Helping Wisconsin dairy farms produce ‘brown gold’
In the heart of Wisconsin, a project is underway to produce energy from a resource in little danger of running low: cow manure, also known as “brown gold.”
Although some manure can be used as fertilizer, nutrient imbalances and pollution caused by manure runoff can create environmental problems. Large dairies produce up to 25 tons of manure each day, which requires millions of gallons of water to manage.

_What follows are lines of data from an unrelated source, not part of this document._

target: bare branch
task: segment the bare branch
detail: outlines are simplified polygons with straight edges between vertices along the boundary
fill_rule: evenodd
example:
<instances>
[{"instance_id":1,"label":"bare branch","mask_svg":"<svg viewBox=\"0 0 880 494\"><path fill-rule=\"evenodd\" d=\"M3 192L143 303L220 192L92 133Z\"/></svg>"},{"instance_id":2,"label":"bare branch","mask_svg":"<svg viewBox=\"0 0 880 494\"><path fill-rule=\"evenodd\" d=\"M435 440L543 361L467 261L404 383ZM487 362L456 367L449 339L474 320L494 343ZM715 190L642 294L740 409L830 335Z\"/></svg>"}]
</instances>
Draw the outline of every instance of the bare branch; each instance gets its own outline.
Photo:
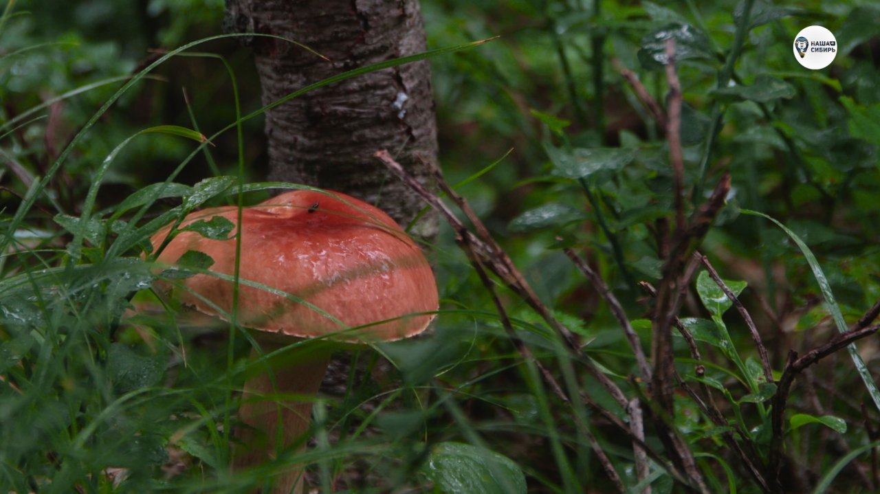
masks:
<instances>
[{"instance_id":1,"label":"bare branch","mask_svg":"<svg viewBox=\"0 0 880 494\"><path fill-rule=\"evenodd\" d=\"M639 100L648 108L648 111L651 113L651 116L654 117L654 120L660 127L660 129L665 133L666 114L664 113L663 108L660 107L660 105L657 104L657 100L654 99L654 97L648 92L644 84L639 80L639 76L629 69L627 69L619 59L612 59L612 63L614 65L614 69L617 69L617 71L629 83L629 86L633 88L633 92L635 93Z\"/></svg>"},{"instance_id":2,"label":"bare branch","mask_svg":"<svg viewBox=\"0 0 880 494\"><path fill-rule=\"evenodd\" d=\"M880 324L839 333L827 343L810 350L801 358L797 357L796 352L788 352L785 368L782 370L782 376L780 377L777 384L776 394L773 397L773 413L771 416L773 437L770 440L768 470L770 475L773 476L773 482L777 485L781 482L780 474L781 473L782 466L782 440L784 439L782 426L785 420L785 408L788 400L788 393L795 381L795 377L810 366L841 348L846 348L847 345L854 341L873 335L877 330L880 330Z\"/></svg>"},{"instance_id":3,"label":"bare branch","mask_svg":"<svg viewBox=\"0 0 880 494\"><path fill-rule=\"evenodd\" d=\"M708 258L700 252L694 252L693 255L700 259L700 262L702 263L706 271L708 272L709 277L712 278L712 280L715 282L715 285L718 285L718 287L720 287L722 291L724 292L727 298L730 299L730 301L733 302L733 306L737 308L737 311L743 316L743 320L745 321L745 325L748 326L749 332L752 334L752 339L755 341L755 345L758 347L758 355L761 359L761 367L764 368L764 378L767 382L773 382L773 367L770 367L770 358L767 356L767 349L764 346L764 342L761 341L761 335L758 333L758 328L755 327L755 322L752 320L752 315L749 314L749 311L743 306L743 302L739 301L739 298L733 293L733 290L731 290L730 287L724 283L724 280L721 279L721 276L718 276L718 272L715 271L715 267L712 266L712 264L709 263Z\"/></svg>"}]
</instances>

Thanks to a $7 million grant from the United States Department of Agriculture’s Biomass Research and Development Initiative, researchers from the University of Wisconsin–Madison have partnered with several Wisconsin companies to form a consortium that is piloting new methods for turning dairy farm manure into useful products.
Jamison Watson, Troy Runge, and Kim Huong Pham examine a manure sample being prepared for separation by Zong Liu.
Photo: Matt Wisniewski
The consortium’s first major project, the Accelerated Renewable Energy Project (ARE), has already been implemented at Maple Leaf Dairy, located in Manitowoc County. Home to 5,000 cows, the dairy is helping UW–Madison researchers study manure processing techniques and technologies that could also benefit other Wisconsin dairies.
ARE co-investigator and biological systems engineering Assistant Professor Troy Runge says the project presents an opportunity to support a renewable energy economy, while developing value-added products from biomass. Housed within the Wisconsin Energy Institute at UW–Madison, Runge’s lab is analyzing separation techniques to improve efficiency and economic performance. As part of the project, researchers have assessed a variety of manure separation systems, and they’ve found that even simple, low-cost systems can recycle the water involved in processing manure and help manage nutrients.
“This is a great example of a multidisciplinary public-private partnership happening right here at the Wisconsin Energy Institute,” says Runge. “It’s also an example of a project that is important to Wisconsin.”
After small plant fibers in the manure are separated out and anaerobically digested to create biogas, liquids from the digestion process are used to fertilize crops, while leftover solids are converted into useful chemicals and bioplastics. The larger plant fibers can be used for animal bedding and mulch or as starting material for ethanol fermentation.
Runge works closely with Aicardo Roa-Espinosa, the president of SoilNet LLC and a biological systems engineering adjunct faculty member. Roa-Espinosa developed the technology behind the manure separation system that drives the ARE project. Along with Runge, Roa-Espinosa monitors the quality, quantity and composition of biogas produced from fermented manure from Maple Leaf.
These separation systems could have the potential to help farmers better manage manure and to use it in ways that benefit soils, the environment and human health. For example, the project’s new approach to manure separation also yields fertilizer that is more concentrated and homogenized, allowing farmers to apply it with much greater precision and control over nutrient content. This method not only improves crop fertilization and limits pollution, but it also recycles water.
“We would like to make money by doing the right thing by the environment and society.”
The cellulosic — or nonfood — plant biomass that is derived from dairy manure could also mean that dairies could eventually become cellulosic biorefineries.
“This is a triple-win situation,” says project collaborator Tom Cox, a professor of agricultural economics in the College of Agriculture and Life Sciences. “We would like to make money by doing the right thing by the environment and society.”